Whether or not the 100 percent tariff will actually go into effect remains unclear. The original effective date was Saturday, Nov. 1, which coincides with Trump’s trip to Asia this week. Negotiations will take place between Trump and Chinese President Xi Jinping on Thursday, but, as Lachman notes, it’s unclear whether Beijing believes Trump will hold true to his tariff threats. Treasury Secretary Scott Bessent told CBS earlier this week that he doesn’t think the 100 percent tariff will go into full effect, calling it “effectively off the table.”
Scott Kennedy, an expert on U.S. and China relations with the bipartisan Center for Strategic and International Studies, said he hopes to see conservatives gravitate towards the idea of “calibrated coupling” with China.

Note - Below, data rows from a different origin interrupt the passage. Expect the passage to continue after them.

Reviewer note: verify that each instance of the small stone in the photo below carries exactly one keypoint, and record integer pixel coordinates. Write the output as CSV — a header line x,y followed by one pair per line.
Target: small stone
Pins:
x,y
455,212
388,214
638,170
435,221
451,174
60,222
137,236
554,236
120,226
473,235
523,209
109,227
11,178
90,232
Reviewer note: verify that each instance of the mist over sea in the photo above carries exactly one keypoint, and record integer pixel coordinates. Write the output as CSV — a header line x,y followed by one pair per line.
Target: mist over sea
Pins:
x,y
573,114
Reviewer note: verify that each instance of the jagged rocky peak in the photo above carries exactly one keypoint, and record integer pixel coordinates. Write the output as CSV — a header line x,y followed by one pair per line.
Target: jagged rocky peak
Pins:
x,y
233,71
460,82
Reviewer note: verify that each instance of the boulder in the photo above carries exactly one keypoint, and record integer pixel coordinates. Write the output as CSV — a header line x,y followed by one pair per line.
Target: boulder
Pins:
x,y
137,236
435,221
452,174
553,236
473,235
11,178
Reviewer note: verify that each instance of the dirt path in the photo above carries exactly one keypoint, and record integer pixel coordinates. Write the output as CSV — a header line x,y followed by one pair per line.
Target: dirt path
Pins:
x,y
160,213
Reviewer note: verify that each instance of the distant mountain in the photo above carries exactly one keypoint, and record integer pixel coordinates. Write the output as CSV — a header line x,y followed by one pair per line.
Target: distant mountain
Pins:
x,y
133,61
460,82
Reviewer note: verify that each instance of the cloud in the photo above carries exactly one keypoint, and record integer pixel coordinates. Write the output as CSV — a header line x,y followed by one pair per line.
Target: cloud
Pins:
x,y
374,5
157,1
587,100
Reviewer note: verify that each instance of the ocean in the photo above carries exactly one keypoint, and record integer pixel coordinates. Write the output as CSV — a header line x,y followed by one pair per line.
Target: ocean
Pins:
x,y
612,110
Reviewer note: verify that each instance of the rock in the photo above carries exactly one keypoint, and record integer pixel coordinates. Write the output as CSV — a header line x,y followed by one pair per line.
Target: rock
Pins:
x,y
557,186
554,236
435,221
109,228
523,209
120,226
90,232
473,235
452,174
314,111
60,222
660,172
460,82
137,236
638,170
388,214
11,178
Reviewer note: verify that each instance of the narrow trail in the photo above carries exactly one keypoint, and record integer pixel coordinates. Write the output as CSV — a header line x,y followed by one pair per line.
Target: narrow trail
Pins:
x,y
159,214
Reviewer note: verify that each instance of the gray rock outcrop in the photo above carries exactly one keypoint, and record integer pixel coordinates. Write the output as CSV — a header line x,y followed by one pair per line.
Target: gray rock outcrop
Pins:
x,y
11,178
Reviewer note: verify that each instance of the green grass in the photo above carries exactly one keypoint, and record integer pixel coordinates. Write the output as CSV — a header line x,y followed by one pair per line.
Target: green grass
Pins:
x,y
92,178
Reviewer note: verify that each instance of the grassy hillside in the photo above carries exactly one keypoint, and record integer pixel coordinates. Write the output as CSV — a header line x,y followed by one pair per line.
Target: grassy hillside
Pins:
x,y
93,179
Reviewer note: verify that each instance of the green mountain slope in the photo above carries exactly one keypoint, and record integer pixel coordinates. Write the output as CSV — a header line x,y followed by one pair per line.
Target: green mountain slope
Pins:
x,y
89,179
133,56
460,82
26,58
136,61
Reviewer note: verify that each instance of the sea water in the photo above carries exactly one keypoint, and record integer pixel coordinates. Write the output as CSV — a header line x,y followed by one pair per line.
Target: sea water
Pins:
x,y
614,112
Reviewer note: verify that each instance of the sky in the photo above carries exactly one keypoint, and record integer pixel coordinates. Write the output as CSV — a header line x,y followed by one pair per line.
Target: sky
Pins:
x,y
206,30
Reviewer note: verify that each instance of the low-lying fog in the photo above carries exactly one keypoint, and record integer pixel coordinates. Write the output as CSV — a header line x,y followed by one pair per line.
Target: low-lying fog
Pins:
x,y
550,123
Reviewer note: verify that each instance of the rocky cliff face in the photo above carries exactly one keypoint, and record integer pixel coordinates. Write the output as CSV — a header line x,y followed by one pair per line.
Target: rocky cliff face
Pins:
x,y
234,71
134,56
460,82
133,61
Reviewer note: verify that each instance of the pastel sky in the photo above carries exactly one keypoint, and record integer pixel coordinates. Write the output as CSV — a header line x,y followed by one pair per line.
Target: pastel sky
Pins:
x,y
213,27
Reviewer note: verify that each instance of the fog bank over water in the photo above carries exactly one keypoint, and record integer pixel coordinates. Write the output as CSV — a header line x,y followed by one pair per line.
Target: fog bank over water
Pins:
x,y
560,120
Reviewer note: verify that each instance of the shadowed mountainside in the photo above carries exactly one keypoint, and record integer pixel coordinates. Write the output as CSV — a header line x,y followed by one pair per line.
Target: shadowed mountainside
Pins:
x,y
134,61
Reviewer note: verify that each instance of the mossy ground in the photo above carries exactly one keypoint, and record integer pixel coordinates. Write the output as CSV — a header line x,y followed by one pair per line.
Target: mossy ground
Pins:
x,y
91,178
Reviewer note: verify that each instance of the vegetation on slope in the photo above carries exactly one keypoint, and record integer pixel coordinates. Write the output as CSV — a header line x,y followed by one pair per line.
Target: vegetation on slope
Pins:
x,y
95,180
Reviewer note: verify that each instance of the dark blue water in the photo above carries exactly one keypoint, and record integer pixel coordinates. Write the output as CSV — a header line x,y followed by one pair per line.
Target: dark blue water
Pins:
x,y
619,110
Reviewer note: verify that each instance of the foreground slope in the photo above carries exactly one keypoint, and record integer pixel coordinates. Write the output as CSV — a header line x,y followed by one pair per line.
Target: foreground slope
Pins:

Kennedy says that outright decoupling, or completely breaking away from Beijing, is a physical impossibility unless the U.S. is willing to wage a full-scale trade war. But, he adds, to simply “let bygones be bygones” is also not a feasible answer for the U.S. economy, nor for national security concerns. He suggests a policy somewhere in the middle of the two poles.
“The U.S. needs to modify the relationship with China, or make it based on principles that align with our values and interests,” Kennedy told National Journal. “We need to calibrate the extent of our relationship to address both our concerns about fairness as well as economic security, because in many elements of the relationship, actually being connected, if done in the right way, helps our national security.”
One recent example of the White House getting close to this “calibrated coupling” idea, according to Kennedy, is the trial balloon Commerce Secretary Howard Lutnick and AI czar David Sacks have both floated of getting “Chinese developers addicted to the American AI stack.”
In other words, it is not a bad idea to have China be reliant on U.S. technology, they contend. It’s similar to the Biden administration's "small yard, high fence" approach towards China wherein most trade was relatively unrestricted, except for a small number of technologies that were heavily regulated by the U.S. government.
Kennedy says these ideas come close to implementing “calibrated coupling,” but not quite close enough.
“Those are concepts which say we need to have a relationship, but we need to mitigate the risks associated with it—hence expanded export controls," he said.
"But that only explains the defensive elements of a calibrated-coupling relationship. You still need to justify why. You need to know why it’s good for us to have a relationship in the first place ... and I think what we heard from David Sacks gets to that, but to do that you need a broader explanation of what kind of relationship the U.S. wants with China overall.”